In this post I discuss how airlines and OTAs can manage this conflict by using data from a range of sources to evaluate orders containing mismatches, rather than relying on discrete data points to identify and block ‘suspicious’ customers. By investigating online shopping behaviour through less formal fraud detection techniques, online sellers can leverage their data to get ahead of the game and boost online revenue.

Rejecting orders over a single mismatch can be risky too

When it comes to online travel bookings, mismatches between geographical data points are almost always a given. For example, in more than half of online flight orders, a passenger makes a purchase outside their flight departure country. A whopping 97% of these orders, where there is a mismatch between the IP country and departure country, are valid.

With many travelers booking their tickets while abroad, it’s common to see purchases made with a credit card issued in a different country. Nearly 1 in 3 online travel orders have a mismatch between the card issuing country and the device IP country. Close to 95% of these transactions are valid.

Rejecting orders over a single mismatch can be risky too

It is clear that airlines and OTAs should not reject orders simply based on data mismatches.  But the question remains – how can we know which orders with data mismatches are valid?

We use all available information, including data across Riskified’s ecosystem, the customer’s cyber footprints, and third-party databases, to reveal the story behind the order. This includes taking advantage of social media, which can often provide the missing pieces of the puzzle – yes, we can finally put our Facebook stalking skills to good use. Given the extra information customers are required to provide when completing a travel booking, airlines and OTAs have the added advantage of multiple data points from which to identify correlations.

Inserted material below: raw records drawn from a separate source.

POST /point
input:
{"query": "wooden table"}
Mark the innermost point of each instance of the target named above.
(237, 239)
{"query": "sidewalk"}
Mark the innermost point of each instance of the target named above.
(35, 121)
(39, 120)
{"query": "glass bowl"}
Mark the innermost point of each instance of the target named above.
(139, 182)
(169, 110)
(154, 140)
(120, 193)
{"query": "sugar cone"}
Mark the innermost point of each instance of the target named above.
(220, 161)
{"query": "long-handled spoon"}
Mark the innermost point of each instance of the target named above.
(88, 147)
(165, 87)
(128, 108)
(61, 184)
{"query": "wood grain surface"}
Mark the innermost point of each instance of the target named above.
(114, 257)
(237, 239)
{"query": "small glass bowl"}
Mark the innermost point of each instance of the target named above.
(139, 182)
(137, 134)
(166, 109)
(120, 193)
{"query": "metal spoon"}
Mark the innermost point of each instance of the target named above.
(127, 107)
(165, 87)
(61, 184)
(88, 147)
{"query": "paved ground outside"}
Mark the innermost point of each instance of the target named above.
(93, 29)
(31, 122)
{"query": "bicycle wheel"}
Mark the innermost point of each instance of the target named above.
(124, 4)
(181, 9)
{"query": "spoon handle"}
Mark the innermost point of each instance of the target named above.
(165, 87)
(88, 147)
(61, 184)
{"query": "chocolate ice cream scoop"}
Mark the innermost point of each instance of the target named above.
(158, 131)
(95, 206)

Getting to know the traveler behind the data

The best way to illustrate the benefits of such an approach, is by looking at a typical online flight ticket order.

Getting to know the traveler behind the data

The first obvious discrepancy in the above order is that the passenger and credit card holder have no clear connection. Furthermore, the purchase has been made for a French citizen, using a US-issued credit card.

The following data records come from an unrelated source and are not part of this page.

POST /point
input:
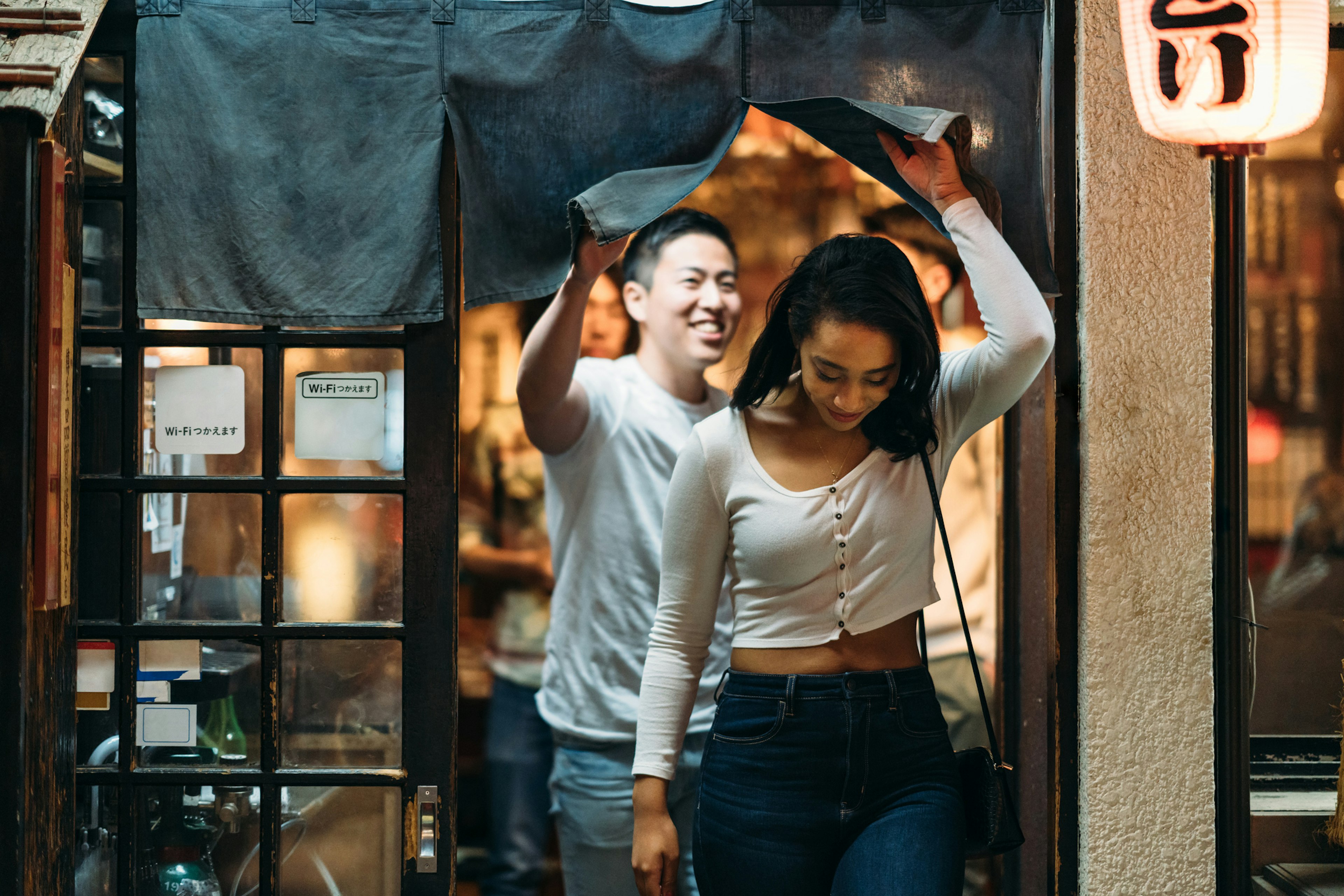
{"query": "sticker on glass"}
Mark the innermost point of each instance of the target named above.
(200, 410)
(339, 417)
(166, 725)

Many airlines and OTA fraud review systems would have already flagged these mismatches as signs of a high-risk order that should be declined or at the very least routed to manual review. But despite the multiple data mismatches, this order is absolutely legitimate and was safely approved by Riskified.

So how did Riskified identify that this order is valid? Based on the email address used, and previous orders with similar details, we deduced that it was likely a business related purchase. A  LinkedIn search confirmed that the domain listed in the email belongs to a US owned company headed by Patricia Williams. It has offices in Europe, and the traveler shared their surname with a company manager. A Facebook scan then revealed that the traveler was the manager’s husband, and according to her status they were both looking forward to relocating to the US following her promotion.

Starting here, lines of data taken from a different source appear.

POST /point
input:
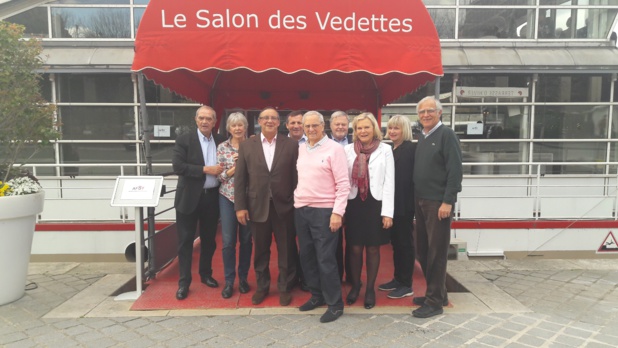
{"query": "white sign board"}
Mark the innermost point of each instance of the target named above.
(162, 131)
(496, 92)
(475, 129)
(137, 191)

Based on the information already obtained it would be quite safe to conclude that this was a legitimate order. But Riskified’s elastic order linking system – which links every new order to those previously reviewed – provided even more insight, and revealed that the same email address, connecting from the same IP, had been used to make another travel-related booking four months prior. That transaction had been approved and did not return as a chargeback.

In short: the office administrator of the company’s Italian branch, used the American CEO’s credit card to purchase a ticket for a relocating employee’s French spouse.

Hold on to your revenue

This is only one example of how drawing on additional sources can assist fraud teams to familiarise themselves with the patterns of genuine travelers. Without the ability to incorporate this data, the transaction would probably have been hard declined.

In some cases, merchants may have opted to use an alternative, more conspicuous measure to verify the order (such as contacting the customer by phone). However, such an approach is inconvenient, time consuming, and will generally impact negatively on a customer’s experience.

By enforcing high-friction verification measures, or by falsely declining such orders, merchant’s stand to not only lose the revenue from that specific purchase, but also jeopardize their relationship with highly profitable clients. And sending rejected, annoyed, legitimate customers to competing sites – where they are able to reserve the exact same tickets – is a highly frightening prospect in such a competitive market.